Texas Gov. Rick Perry doesn't much care for the "increasingly activist" U.S. Environmental Protection Agency, and he's willing to put Texas in the forefront of promoting plug-in hybrid electric vehicles to get the federal agency off the state's back.
That, according to Perry's
state of the state address Tuesday, in which he proposed a $5,000 tax credit for Texans who buy plug-in hybrids if they live in "non-attainment" zones for air quality standards. Those include the metro areas of Dallas-Forth Worth, Houston, Galveston, Beaumont, Port Arthur and El Paso.
"Rather than wait for more mandates and punishments for environmental non-attainment, let’s continue encouraging innovation," Perry said of the proposal.
If Texas' legislature takes up Perry's plan, that could make Texas — not known as the most environmentally friendly state — something of a leader in promoting electric transportation.
More than 40 states have incentives for regular old hybrids, like preferred access to parking or high-occupancy vehicle lanes. A smaller number of states have tax credits of some kind for hybrid owners.
But when it comes to plug-in hybrids — which aren't yet being mass-produced, though
a few hundred converted vehicles are on American roads today — right now only a half-dozen states or so are proposing tax breaks.
And of those, only
Oregon has specifically proposed a credit matching the $5,000 value that Perry has proposed, said Felix Kramer, founder of CalCars.org, an electric vehicle advocacy Website.
Of course, the federal government did include a $7,500 maximum tax credit for plug-in hybrids in the energy package it passed in October, Kramer noted — more than double the
$3,400 maximum federal credit previously available to regular hybrid cars.
That credit has a cap of 250,000 vehicles, though lawmakers may double that figure as part of the stimulus package now working its way through Congress, said Chelsea Sexton, the former executive director of the electric vehicle advocacy group
Plug In America.
Even so, adding state incentives on top of that federal break for plug-in hybrids "is going to make a big difference for a car in the $35,000 to $40,000 range," Kramer said.
Those are some possible price points he gave for plug-in hybrid vehicles being promised by
Toyota,
General Motors and other automakers. Toyota has said it will
start testing about 500 plug-in versions of its best-selling hybrid Prius in 2009, and GM wants to bring its Chevy Volt to market by 2010.

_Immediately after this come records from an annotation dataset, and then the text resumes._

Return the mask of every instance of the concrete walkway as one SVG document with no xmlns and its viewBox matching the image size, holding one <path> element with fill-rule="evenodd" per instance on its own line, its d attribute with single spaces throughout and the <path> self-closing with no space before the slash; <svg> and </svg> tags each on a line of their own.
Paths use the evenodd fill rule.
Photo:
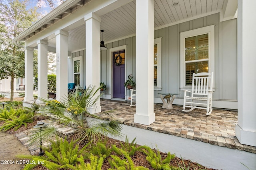
<svg viewBox="0 0 256 170">
<path fill-rule="evenodd" d="M 24 159 L 16 158 L 18 154 L 30 153 L 14 135 L 0 131 L 0 170 L 20 170 Z"/>
</svg>

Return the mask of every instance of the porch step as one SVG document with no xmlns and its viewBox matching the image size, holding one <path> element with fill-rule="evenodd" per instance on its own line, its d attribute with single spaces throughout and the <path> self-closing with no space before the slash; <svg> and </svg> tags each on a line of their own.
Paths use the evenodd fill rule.
<svg viewBox="0 0 256 170">
<path fill-rule="evenodd" d="M 63 138 L 66 137 L 67 139 L 70 139 L 75 133 L 78 131 L 76 128 L 70 127 L 63 124 L 58 124 L 54 120 L 50 119 L 45 119 L 38 121 L 38 123 L 43 122 L 50 125 L 56 127 L 57 131 L 59 133 L 59 136 Z"/>
</svg>

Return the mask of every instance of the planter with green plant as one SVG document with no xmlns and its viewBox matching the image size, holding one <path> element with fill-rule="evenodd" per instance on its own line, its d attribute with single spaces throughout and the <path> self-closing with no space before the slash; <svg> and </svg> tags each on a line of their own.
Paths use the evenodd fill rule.
<svg viewBox="0 0 256 170">
<path fill-rule="evenodd" d="M 105 84 L 104 82 L 101 82 L 100 83 L 100 90 L 102 91 L 105 90 L 107 89 L 107 86 Z"/>
<path fill-rule="evenodd" d="M 124 83 L 124 86 L 128 89 L 131 89 L 133 88 L 136 85 L 135 82 L 133 80 L 132 75 L 130 74 L 128 76 L 128 79 Z"/>
</svg>

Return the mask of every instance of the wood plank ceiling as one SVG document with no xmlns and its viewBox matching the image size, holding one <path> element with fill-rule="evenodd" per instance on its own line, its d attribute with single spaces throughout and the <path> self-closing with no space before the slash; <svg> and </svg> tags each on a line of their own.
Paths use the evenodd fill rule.
<svg viewBox="0 0 256 170">
<path fill-rule="evenodd" d="M 222 8 L 224 1 L 155 0 L 155 29 L 182 22 L 206 14 L 219 12 Z M 100 16 L 100 29 L 104 30 L 103 40 L 105 43 L 135 35 L 136 9 L 136 1 L 134 0 Z M 69 33 L 69 51 L 75 51 L 85 48 L 85 25 L 70 31 Z M 54 39 L 49 41 L 50 46 L 54 47 Z M 101 39 L 101 34 L 100 40 Z"/>
</svg>

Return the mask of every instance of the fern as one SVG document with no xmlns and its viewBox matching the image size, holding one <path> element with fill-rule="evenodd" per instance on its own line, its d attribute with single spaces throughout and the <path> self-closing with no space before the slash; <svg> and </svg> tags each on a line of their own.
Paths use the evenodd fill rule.
<svg viewBox="0 0 256 170">
<path fill-rule="evenodd" d="M 81 161 L 78 155 L 82 155 L 89 145 L 88 144 L 78 150 L 79 145 L 76 145 L 76 142 L 72 140 L 69 143 L 66 138 L 64 141 L 62 139 L 57 140 L 56 142 L 52 141 L 52 149 L 48 151 L 45 150 L 45 156 L 27 156 L 26 158 L 35 160 L 36 162 L 43 161 L 44 163 L 42 165 L 49 170 L 58 168 L 74 169 L 76 167 L 75 165 L 79 162 L 79 160 Z"/>
<path fill-rule="evenodd" d="M 129 153 L 129 156 L 131 156 L 134 154 L 135 152 L 140 149 L 140 147 L 137 147 L 136 146 L 136 143 L 135 143 L 136 138 L 133 139 L 130 143 L 129 143 L 129 139 L 126 135 L 125 137 L 125 141 L 124 144 L 123 145 L 121 143 L 121 147 L 123 150 L 127 151 Z"/>
<path fill-rule="evenodd" d="M 175 157 L 174 154 L 171 154 L 170 152 L 167 154 L 167 156 L 163 160 L 162 160 L 160 152 L 157 150 L 156 153 L 150 147 L 143 147 L 143 152 L 146 155 L 146 160 L 151 164 L 152 167 L 155 170 L 170 169 L 170 163 L 172 159 Z"/>
<path fill-rule="evenodd" d="M 146 168 L 142 166 L 135 166 L 132 158 L 129 155 L 126 151 L 124 150 L 118 148 L 115 145 L 112 146 L 113 150 L 118 151 L 119 153 L 121 153 L 124 157 L 125 159 L 121 159 L 119 157 L 114 155 L 110 155 L 112 159 L 109 159 L 108 162 L 112 168 L 110 170 L 115 168 L 118 170 L 148 170 Z"/>
<path fill-rule="evenodd" d="M 78 159 L 80 164 L 76 165 L 75 170 L 101 170 L 103 164 L 104 158 L 101 157 L 99 158 L 96 156 L 93 155 L 91 153 L 90 156 L 90 163 L 86 164 L 82 155 Z"/>
<path fill-rule="evenodd" d="M 105 159 L 110 155 L 112 149 L 111 148 L 107 148 L 103 143 L 98 142 L 94 147 L 92 147 L 91 152 Z"/>
<path fill-rule="evenodd" d="M 2 110 L 0 113 L 0 120 L 6 121 L 10 119 L 10 112 L 7 111 L 6 109 Z"/>
</svg>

Other automakers less well-known to Americans might be aiming at those incentives as well.
BYD Co. from China launched a plug-in hybrid called F3DM last month, and
plans to sell the car in the United States in 2010.
And whether the tax credits might apply to all-electric vehicles from startups like
Tesla Motors and
Fisker Automotive as well as automakers like
Nissan,
Mitsubishi,
Daimler,
Think and others (see
Showing Off Green Cars Amid Economic Gloom) will depend on how they're structured, Sexton said.
By the way, Perry also said that more plug-in hybrids also could help the state's burgeoning wind power industry by providing car batteries to store excess energy at night, he said. Utilities have said that
using plug-in vehicles as electricity storage devices will be a critical part of building a "smart grid" infrastructure that can accommodate intermittent renewable energy resources like wind power, which is most productive at night.
Texas leads the country in wind power, but lack of transmission and storage capacity has led some of the state's wind farms to pay the state's main grid operator to take it (see
Texas Wind Farms Paying People to Take Power).